Protests were reported in Alborz, Kermanshah, Tehran, and more but because of the internet blockade, it’s taking longer for photos and videos of the demonstrations or the clashes between protesters and security forces to be released to the wider world.

In Tehran’s Jomhuri Street, protesters held a massive rally calling for regime change and for supreme leader Ali Khamenei to resign, chanting “Khamenei, have shame and let go of the state”. They also criticized the mullahs for their terrorism and warmongering.

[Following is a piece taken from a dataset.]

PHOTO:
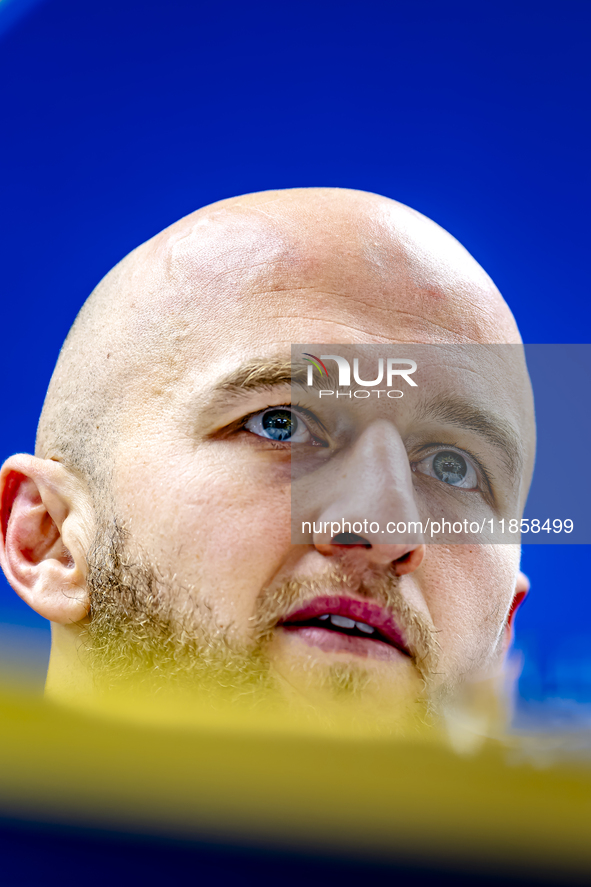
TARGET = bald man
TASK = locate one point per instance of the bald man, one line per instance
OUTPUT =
(152, 526)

While, in Kermanshah, several demonstrations have been held in support of the Khuzestan protests, even blocking a road in the Shahrak-e Mahdiyeh district, so security forces opened fire. This was also true in Karaj, where people gather after sunset to chant “From Karaj to Khuzestan, unity, unity”, “Iranians will rather die than live in disgrace”, and “Down with Khamenei”.

The state-run media have warned that these protests could well spur another nationwide protest like that of November 2019 because the people’s anger has only been suppressed over the past two years because of violence by the authorities and pandemic precautions.

The Hamdeli Daily wrote: “Some people enter these protests with political motives… and are leading the protests toward political goals and slogans against the political establishment.”

While the Fars News Agency wrote: “In the Jomhuri Street market after the electricity was cut off, merchants rallied and protested. Several people tried to sway the protests toward political goals.”

Even officials like MP Mohammad Taghi Naqdali began to speak about the water crisis protests and how this could lead to major protests.

He said: “In Isfahan, there is a serious crisis and fire under the ashes… See the situation of farmers and ranchers in front of Isfahan Governor’s Office since yesterday. Today, Khuzestan, despite having several billion or more than 10 billion cubic meters of water behind the dams, is experiencing the crisis that we are witnessing.”

He explained that 5.5 million Isfahan residents are facing a crisis even though there are 300 million cubic meters of water behind the Zayandehrud dam.

He said: “It has been two months since two crises like the Khuzestan’s crisis have come to pass in Isfahan. Today, there is still a crisis.”